A 6-year-old boy was found to have a rare form spinal muscular atrophy (SMA) associated with progressive myoclonic epilepsy, a disease type known as “SMA plus” and not related to mutations in the causative gene for SMA, a case study reported.

SMA associated with progressive myoclonic epilepsy (SMA-PME) is a distinct disorder with its own clinical features,  the researchers noted.

The case report, “Spinal Muscular Atrophy and Progressive Myoclonic Epilepsy: A Rare Association,” appeared in the Journal of Neurosciences in Rural Practice. 

SMA is characterized by progressive weakness and atrophy of muscles due to loss of motor neurons. Most disease types are caused by mutations in the survival motor neuron 1 (SMN1) gene that encodes the SMN protein, which is essential for motor neuron survival.

In rare instances, however, SMA may be associated with progressive myoclonic epilepsy, a childhood seizure disorder that is unrelated to SMN genes. Progressive myoclonic epilepsy is characterized by progressive muscle weakness and atrophy that begins in childhood, followed by the development of myoclonic seizures — brief muscle “jerks” or spasms. SMA plus syndrome has previously been tied to mutations in the ASAH1 gene. 
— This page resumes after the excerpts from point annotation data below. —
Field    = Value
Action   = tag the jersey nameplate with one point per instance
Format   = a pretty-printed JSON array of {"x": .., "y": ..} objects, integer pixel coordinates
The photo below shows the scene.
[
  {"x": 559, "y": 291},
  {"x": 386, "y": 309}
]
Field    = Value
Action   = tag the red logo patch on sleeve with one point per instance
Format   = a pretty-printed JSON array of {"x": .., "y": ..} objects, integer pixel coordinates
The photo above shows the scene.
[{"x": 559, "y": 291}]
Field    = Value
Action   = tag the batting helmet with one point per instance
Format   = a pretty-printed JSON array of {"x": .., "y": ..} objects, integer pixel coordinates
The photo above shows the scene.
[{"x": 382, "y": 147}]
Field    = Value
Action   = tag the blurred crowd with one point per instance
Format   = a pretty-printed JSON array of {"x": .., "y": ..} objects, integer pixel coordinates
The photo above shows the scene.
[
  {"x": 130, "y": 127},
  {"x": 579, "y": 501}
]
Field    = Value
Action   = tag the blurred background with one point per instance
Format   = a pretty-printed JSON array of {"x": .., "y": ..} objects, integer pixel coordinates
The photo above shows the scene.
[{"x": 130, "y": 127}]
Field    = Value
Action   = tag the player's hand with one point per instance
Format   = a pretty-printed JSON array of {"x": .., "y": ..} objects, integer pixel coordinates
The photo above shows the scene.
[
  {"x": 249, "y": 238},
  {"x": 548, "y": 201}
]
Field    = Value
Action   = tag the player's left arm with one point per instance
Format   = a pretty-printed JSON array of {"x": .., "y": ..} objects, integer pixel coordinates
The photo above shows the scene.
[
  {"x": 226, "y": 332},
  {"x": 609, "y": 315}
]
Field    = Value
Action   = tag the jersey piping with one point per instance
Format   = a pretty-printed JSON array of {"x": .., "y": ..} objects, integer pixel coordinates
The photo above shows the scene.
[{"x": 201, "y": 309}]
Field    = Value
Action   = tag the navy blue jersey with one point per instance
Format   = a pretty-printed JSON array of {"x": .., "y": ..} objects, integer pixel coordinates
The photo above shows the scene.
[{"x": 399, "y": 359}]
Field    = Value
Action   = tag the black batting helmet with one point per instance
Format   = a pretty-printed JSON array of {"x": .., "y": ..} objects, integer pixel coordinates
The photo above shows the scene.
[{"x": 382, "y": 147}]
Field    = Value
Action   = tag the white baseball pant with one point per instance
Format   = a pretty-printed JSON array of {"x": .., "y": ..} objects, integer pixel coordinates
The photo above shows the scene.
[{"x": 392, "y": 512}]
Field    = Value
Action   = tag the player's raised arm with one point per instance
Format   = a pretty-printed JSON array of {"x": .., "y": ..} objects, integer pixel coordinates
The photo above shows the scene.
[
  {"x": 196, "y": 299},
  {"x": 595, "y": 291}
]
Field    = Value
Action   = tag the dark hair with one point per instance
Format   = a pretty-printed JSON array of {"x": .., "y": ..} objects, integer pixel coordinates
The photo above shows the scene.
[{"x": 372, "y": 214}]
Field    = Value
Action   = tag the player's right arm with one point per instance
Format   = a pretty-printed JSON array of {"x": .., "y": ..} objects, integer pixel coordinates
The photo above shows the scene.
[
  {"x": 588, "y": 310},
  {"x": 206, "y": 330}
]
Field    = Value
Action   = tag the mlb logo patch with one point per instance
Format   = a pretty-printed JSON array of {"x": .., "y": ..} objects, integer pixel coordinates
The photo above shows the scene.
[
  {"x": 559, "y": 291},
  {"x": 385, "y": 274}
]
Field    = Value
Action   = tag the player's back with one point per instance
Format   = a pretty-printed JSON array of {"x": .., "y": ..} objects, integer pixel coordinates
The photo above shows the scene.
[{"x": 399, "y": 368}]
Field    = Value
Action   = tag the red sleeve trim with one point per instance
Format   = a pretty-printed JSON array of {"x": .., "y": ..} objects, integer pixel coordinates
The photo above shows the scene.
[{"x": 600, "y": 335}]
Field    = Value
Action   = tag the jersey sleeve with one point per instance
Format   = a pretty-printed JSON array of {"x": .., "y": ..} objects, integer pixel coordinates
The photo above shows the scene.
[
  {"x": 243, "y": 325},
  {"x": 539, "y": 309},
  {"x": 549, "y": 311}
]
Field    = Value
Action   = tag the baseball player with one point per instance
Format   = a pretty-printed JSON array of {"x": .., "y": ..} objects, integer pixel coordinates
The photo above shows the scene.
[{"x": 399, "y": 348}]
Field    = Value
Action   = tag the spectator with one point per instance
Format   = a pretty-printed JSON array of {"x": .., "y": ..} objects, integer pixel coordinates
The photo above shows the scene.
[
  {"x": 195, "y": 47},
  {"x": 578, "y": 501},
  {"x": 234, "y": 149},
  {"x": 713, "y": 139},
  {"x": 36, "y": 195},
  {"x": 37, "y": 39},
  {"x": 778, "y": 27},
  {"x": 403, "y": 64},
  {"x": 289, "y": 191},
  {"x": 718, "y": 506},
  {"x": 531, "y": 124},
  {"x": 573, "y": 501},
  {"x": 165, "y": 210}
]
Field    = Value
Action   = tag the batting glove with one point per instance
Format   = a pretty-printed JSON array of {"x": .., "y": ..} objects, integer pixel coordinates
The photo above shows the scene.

ASAH1 provides instructions to make an enzyme called acid ceramidase. This enzyme is usually found inside lysosomes — small, specialized cell compartments that digest and recycle different types of molecules — where it helps break down fatty molecules called ceramides.

Researchers in India described the case of a 6-year-old who began experiencing progressive muscle weakness and wasting in his limbs at age 2, delaying his motor milestones. Sudden, jerky muscle movements, characteristic of myoclonic seizures, were evident by the time he reached age 3.5. Months later, as a 4 year old, he had difficulty speaking and swallowing.

As the frequency of the muscle jerks increased, the boy developed postural tremors and twitches involving both hands, as well as periods of troubled awareness. A muscle examination found wasting in all limbs and diminished deep tendon reflexes, both characteristic of SMA. 

Further analysis found abnormal electrical activity of the muscles, consistent with widespread loss of motor nerve connections. Electroencephalogram (EEG) showed brain activity consistent with generalized epilepsy. 

Genetic analysis failed to identify SMN gene mutations, indicative of SMA with progressive myoclonic epilepsy not associated with the SMN gene.

The boy was treated with valproic acid and clobazam, which lessened myoclonic seizures and normalized EEG tests.

“To best of our knowledge, 44 cases of SMA-PME-like clinical presentation have been reported to date … Muscle weakness and wasting along with myoclonic jerks and seizures were common in all the reported cases of SMA-PME despite the differences in attributes like age of onset, severity and progression of the disease,” the researcher wrote. 

“SMA with myoclonic epilepsy, unrelated to SMN gene, is a unique condition with its own clinical and electrophysiological features. Study of additional cases is also required to understand the genetic and pathophysiological [disease features] basis of SMA-PME,” they concluded.